A goldilocks scenario is an environment that is just about right. Investors are optimistic about the global economic outlook, while they also expect central banks to leave the punch bowl in place for the time being. In addition, they do not seem concerned about possible difficulties further down the road. So fear of losing a part of their investment is not the main driver behind their behaviour. In fact, it is fear of missing attractive income and capital gains that drive their behaviour. Therefore, investors chase investments with relatively attractive returns. Are we currently experiencing a goldilocks environment in currency markets? Yes and no. Yes in the sense that currencies with relatively attractive returns, such as the majority of emerging market currencies, have been the currencies in vogue since the beginning of this year. In addition, currency volatility has moved lower, despite (geo) political concerns, while the global economy continues to improve. No in the sense that traditional safe-haven assets have not moved lower. In fact, the Japanese yen, German Bund and US Treasury prices have moved higher, while gold prices have lacked direction. The Swiss franc, however, has come under some pressure recently. We judge that the-near goldilocks environment for emerging market currencies will continue for some months while monetary policy and fundamentals have the upper hand in major currencies.
What does this mean for our currency views?
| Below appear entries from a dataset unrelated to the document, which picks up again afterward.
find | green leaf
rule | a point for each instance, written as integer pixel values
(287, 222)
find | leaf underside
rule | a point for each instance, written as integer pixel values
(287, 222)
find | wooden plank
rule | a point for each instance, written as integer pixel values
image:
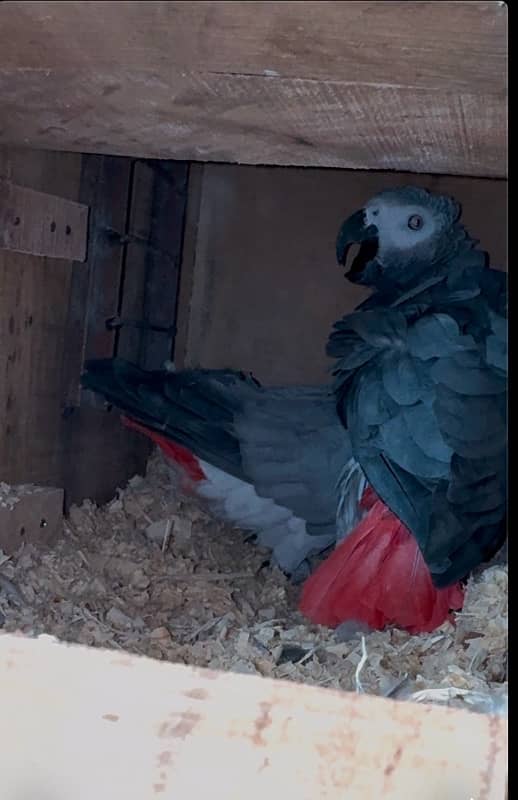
(260, 284)
(42, 224)
(152, 263)
(43, 343)
(454, 46)
(162, 285)
(403, 86)
(155, 729)
(95, 288)
(30, 515)
(33, 308)
(129, 338)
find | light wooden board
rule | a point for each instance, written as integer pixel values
(378, 85)
(102, 725)
(42, 224)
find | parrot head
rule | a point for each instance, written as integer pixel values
(402, 233)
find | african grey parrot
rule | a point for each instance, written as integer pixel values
(402, 462)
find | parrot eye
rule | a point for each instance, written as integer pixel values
(415, 222)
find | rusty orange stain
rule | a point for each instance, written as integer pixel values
(197, 694)
(261, 723)
(165, 758)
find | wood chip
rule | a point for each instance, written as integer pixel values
(206, 601)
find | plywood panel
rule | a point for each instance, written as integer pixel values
(156, 730)
(33, 308)
(42, 343)
(260, 283)
(399, 85)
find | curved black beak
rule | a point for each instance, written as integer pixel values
(353, 231)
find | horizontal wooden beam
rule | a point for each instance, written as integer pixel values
(400, 85)
(84, 723)
(42, 224)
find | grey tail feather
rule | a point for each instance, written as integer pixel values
(351, 486)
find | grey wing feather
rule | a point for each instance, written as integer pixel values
(293, 449)
(438, 459)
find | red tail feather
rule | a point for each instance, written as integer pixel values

we have had recently scaled down our forecast upward trajectory for 10y US Treasury yields, emerging market currencies are likely to perform better than we have had foreseen with the exception of the Chinese yuan. Therefore, we have revised our emerging market currency forecasts to reflect a less negative overall view. However, we continue to hold on to our judgement that most of these currencies will remain rather volatile. They will be negatively affected if Treasury yields start rising and the Fed starts hiking official interest rates. In contrast, we have lowered our year end appreciation expectations in the CNY from 6.05 to 6.10 versus the US dollar as the central bank has continued to engineer a weaker currency longer than previously envisaged. We are keeping the Polish zloty (PLN), the Mexican peso (MXN) and the Chinese yuan (offshore versus the Japanese yen) as our top picks, as we are positive on fundamentals and expect them to be resilient when US Treasury yields eventually do rise. For major currencies, we have slightly adjusted our near-term forecasts to reflect a more modest upside in the US dollar, because of the Fed trying to anchor interest rates. However, we maintain the view that the US dollar will rally when financial markets to start to build expectations that the Fed will hike rates in 2015. Therefore, we are keeping our high conviction views. On the one hand, we remain negative on the euro, Japanese yen and Swiss franc. On the other hand, we remain positive on sterling and Swedish krona versus the euro.